Genome Engineering of Paenibacillus

Genome Engineering of Paenibacillus

1. Background Introduction

Paenibacillus is a plant-growth-promoting rhizobacterium rated as Generally Recognized as Safe (GRAS) by the US Food and Drug Administration (FDA), boasting broad application prospects in the fields of agriculture, medicine, industry and environmental bioremediation. Its prominent plant-growth-promoting activity, capacity for producing broad-spectrum antimicrobial metabolites and excellent environmental adaptability have established its core position in biological control, industrial enzyme preparation and synthetic biology. Precise and efficient gene editing technology is a pivotal tool for exploring its biological resource potential and constructing high-performance engineering strains.
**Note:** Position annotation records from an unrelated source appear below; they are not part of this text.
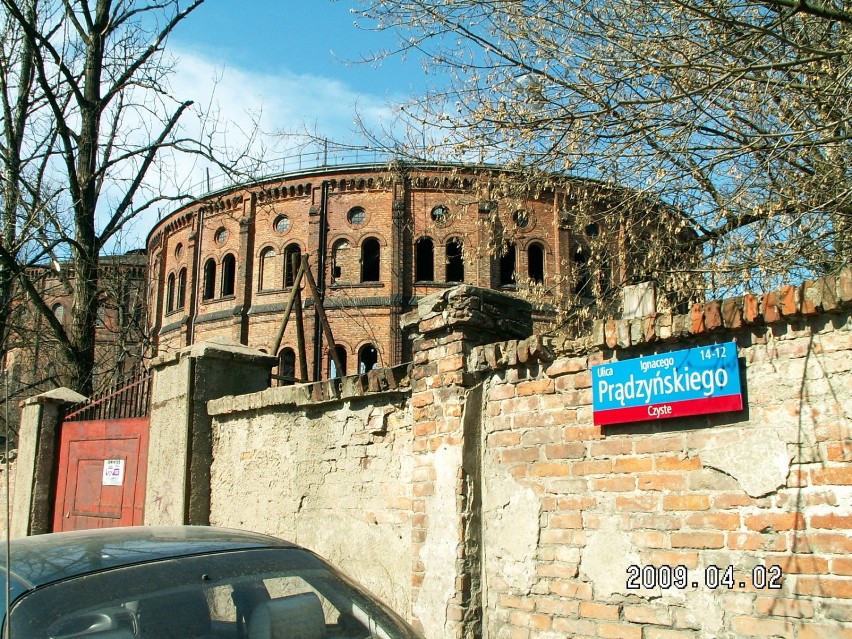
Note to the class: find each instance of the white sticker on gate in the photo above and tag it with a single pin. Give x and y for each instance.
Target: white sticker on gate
(113, 472)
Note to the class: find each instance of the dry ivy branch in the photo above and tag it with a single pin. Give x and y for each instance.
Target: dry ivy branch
(734, 114)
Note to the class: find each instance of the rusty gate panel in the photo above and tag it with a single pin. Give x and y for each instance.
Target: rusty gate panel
(103, 460)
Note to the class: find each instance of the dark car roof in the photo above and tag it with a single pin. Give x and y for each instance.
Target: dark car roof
(47, 558)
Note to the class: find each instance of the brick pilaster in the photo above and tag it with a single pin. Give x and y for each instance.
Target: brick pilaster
(446, 405)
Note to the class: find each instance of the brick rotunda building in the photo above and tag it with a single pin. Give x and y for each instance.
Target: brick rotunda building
(378, 237)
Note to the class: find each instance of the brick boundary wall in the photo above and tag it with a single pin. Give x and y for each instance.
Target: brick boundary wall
(525, 516)
(768, 486)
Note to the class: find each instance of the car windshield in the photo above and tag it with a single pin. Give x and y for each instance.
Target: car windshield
(245, 594)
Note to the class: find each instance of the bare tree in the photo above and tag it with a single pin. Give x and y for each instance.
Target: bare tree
(88, 118)
(733, 113)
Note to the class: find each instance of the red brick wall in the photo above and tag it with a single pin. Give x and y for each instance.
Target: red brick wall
(658, 494)
(525, 517)
(377, 190)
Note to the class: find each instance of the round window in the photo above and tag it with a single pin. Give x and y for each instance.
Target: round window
(521, 219)
(441, 214)
(356, 216)
(282, 224)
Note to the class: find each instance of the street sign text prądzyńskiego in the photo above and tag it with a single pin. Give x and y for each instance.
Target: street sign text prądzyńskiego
(677, 384)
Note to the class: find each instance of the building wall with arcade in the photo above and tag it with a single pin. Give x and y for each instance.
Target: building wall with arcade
(378, 237)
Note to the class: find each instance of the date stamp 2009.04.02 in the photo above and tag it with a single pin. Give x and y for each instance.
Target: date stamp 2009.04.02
(713, 577)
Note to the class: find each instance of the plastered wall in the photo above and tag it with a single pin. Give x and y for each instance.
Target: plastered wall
(475, 494)
(333, 476)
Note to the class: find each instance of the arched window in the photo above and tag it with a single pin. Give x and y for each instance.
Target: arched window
(341, 355)
(292, 251)
(455, 261)
(535, 263)
(605, 277)
(368, 358)
(170, 293)
(181, 301)
(266, 275)
(507, 265)
(209, 279)
(286, 366)
(370, 260)
(424, 260)
(229, 274)
(582, 278)
(342, 269)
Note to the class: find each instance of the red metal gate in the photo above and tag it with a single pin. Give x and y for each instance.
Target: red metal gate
(103, 459)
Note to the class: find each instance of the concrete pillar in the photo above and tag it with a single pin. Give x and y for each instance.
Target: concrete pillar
(38, 450)
(180, 446)
(447, 412)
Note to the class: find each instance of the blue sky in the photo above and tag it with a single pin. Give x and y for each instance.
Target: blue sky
(316, 37)
(283, 67)
(295, 62)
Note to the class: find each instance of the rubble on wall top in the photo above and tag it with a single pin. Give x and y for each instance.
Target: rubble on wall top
(789, 304)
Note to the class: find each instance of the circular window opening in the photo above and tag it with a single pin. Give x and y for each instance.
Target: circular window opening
(521, 219)
(282, 224)
(441, 214)
(356, 216)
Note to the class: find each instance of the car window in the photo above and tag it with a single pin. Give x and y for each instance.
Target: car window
(248, 594)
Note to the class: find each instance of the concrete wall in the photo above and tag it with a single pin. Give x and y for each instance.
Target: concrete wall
(334, 476)
(476, 495)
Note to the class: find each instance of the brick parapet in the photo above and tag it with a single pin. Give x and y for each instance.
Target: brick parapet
(746, 318)
(374, 383)
(767, 486)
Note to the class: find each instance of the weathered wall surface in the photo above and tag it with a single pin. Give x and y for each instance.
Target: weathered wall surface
(482, 501)
(334, 476)
(568, 506)
(7, 501)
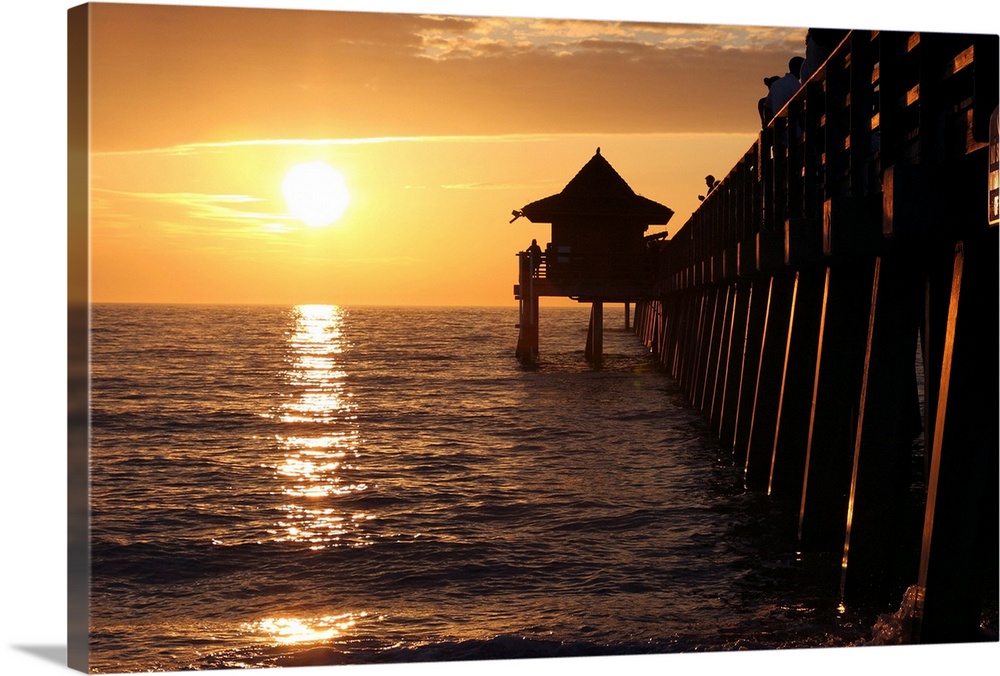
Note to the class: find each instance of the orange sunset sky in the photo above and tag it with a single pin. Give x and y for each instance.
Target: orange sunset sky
(439, 125)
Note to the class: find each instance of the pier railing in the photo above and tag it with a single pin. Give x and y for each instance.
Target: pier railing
(868, 143)
(857, 230)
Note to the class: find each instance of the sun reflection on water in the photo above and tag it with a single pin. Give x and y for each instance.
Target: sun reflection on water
(293, 630)
(315, 469)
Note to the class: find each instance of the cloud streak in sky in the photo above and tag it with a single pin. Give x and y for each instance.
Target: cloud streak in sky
(207, 75)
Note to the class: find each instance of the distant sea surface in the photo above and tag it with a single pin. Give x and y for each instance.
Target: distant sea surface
(279, 486)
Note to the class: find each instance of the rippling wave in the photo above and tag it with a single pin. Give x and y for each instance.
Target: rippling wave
(277, 486)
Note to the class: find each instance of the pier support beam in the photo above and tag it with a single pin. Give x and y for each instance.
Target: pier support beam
(791, 433)
(595, 333)
(758, 447)
(878, 532)
(960, 550)
(835, 396)
(527, 335)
Against this backdrop, GeneRulor has developed a CRISPR/Cas9-based approach for genomic modification of Paenibacillus, which can customarily achieve target gene knockout, large-fragment deletion, point mutation, gene integration (overexpression) and other services in different strains, with the delivery of positive mutant strains. We are committed to providing professional and reliable customized Paenibacillus gene editing solutions for scientific research and industrial clients worldwide.

2. Strain Characteristics and Biological Background

(1) Gram-staining property: Paenibacillus is a Gram-positive bacterium, with several species such as Paenibacillus polymyxa being the most extensively studied representative strains.
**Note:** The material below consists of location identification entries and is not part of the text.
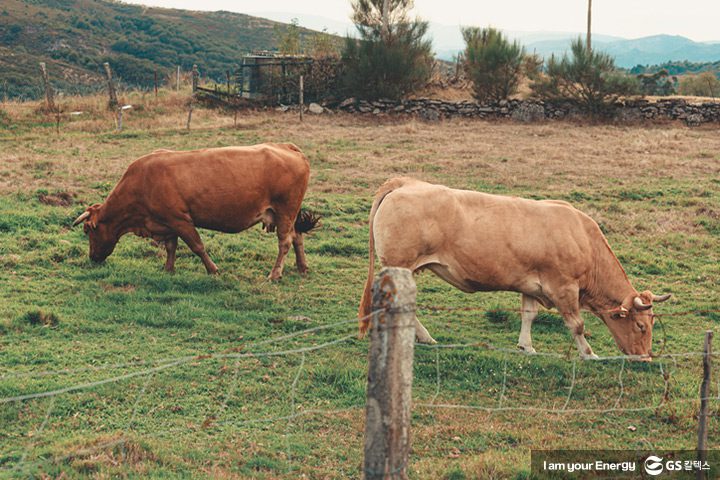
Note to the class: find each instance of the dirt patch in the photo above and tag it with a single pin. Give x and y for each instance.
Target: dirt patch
(118, 288)
(59, 199)
(104, 453)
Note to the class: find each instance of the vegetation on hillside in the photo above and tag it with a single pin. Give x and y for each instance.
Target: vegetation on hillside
(75, 37)
(588, 77)
(66, 322)
(494, 64)
(679, 68)
(705, 84)
(392, 57)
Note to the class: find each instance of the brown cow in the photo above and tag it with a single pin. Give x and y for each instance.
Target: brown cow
(553, 254)
(167, 194)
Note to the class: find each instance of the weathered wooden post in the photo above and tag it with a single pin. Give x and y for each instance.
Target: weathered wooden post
(49, 101)
(390, 375)
(113, 103)
(302, 96)
(192, 95)
(196, 78)
(704, 401)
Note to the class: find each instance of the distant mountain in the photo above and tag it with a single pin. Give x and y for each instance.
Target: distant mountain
(644, 51)
(74, 37)
(447, 41)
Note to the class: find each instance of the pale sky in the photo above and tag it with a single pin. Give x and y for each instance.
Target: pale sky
(695, 19)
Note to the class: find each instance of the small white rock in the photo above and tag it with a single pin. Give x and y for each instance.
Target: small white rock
(315, 108)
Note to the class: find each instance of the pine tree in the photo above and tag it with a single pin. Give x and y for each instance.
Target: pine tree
(493, 63)
(392, 57)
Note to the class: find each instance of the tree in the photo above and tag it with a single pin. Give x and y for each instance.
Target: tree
(392, 57)
(324, 45)
(704, 85)
(493, 64)
(289, 40)
(587, 77)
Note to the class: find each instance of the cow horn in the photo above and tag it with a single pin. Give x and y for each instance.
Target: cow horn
(661, 298)
(637, 303)
(82, 217)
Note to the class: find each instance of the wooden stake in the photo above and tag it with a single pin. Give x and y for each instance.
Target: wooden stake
(704, 403)
(302, 95)
(49, 101)
(390, 375)
(113, 103)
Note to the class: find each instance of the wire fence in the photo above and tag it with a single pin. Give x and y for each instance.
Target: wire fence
(666, 364)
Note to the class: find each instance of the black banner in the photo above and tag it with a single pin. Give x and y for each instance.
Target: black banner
(623, 464)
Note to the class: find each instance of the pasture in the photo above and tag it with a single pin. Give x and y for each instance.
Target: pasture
(655, 191)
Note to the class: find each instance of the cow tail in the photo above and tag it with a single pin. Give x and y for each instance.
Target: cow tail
(306, 221)
(366, 302)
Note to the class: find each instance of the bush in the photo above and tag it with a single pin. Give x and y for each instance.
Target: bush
(389, 60)
(492, 63)
(704, 85)
(656, 83)
(587, 77)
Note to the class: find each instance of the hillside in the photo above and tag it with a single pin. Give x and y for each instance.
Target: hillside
(447, 41)
(651, 50)
(74, 37)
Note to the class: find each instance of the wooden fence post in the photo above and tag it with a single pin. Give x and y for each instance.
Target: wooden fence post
(390, 375)
(302, 96)
(113, 103)
(704, 394)
(192, 95)
(196, 78)
(49, 101)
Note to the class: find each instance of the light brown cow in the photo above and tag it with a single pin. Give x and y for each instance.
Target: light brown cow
(553, 254)
(167, 194)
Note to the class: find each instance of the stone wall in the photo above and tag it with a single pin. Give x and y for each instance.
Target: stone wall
(530, 110)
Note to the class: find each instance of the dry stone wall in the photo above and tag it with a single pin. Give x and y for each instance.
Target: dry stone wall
(532, 110)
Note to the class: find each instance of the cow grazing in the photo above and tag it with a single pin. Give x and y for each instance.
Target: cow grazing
(167, 194)
(551, 253)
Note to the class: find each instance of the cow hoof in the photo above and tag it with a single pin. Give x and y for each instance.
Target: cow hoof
(526, 349)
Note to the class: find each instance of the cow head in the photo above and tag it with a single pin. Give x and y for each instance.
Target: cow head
(632, 322)
(101, 234)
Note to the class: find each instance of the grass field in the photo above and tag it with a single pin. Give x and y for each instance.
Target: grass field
(655, 191)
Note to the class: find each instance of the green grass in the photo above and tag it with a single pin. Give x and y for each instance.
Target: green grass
(203, 418)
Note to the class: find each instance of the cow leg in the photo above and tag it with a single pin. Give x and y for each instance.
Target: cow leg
(299, 248)
(284, 229)
(421, 333)
(569, 306)
(170, 247)
(190, 236)
(528, 314)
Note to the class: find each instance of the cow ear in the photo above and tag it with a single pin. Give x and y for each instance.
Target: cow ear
(94, 211)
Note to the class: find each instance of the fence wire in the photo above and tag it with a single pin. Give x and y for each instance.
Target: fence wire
(294, 414)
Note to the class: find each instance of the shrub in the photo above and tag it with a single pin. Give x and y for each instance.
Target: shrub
(392, 57)
(493, 64)
(656, 83)
(704, 85)
(587, 77)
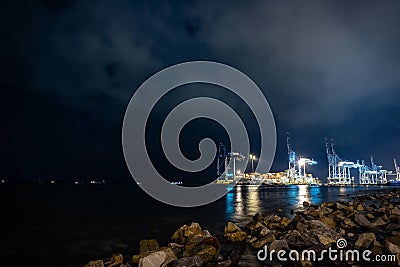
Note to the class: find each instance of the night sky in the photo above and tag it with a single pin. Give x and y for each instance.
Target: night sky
(69, 68)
(2) Physical characteristics: It has a thick peptidoglycan cell wall and is capable of forming endospores with extremely strong stress resistance. Its genomic GC content has a wide variation range (40-55%), with diverse metabolic pathways that enable the production of a variety of antimicrobial peptides, hydrolases and polysaccharides.

(3) Industrial significance: As a model genus of plant-growth-promoting rhizobacteria (PGPR), it is an ideal model for investigating biological control, plant-growth-promoting mechanisms and the synthesis of antimicrobial metabolites. It is widely used in industry for the production of antimicrobial peptides, industrial enzymes and bioremediation materials.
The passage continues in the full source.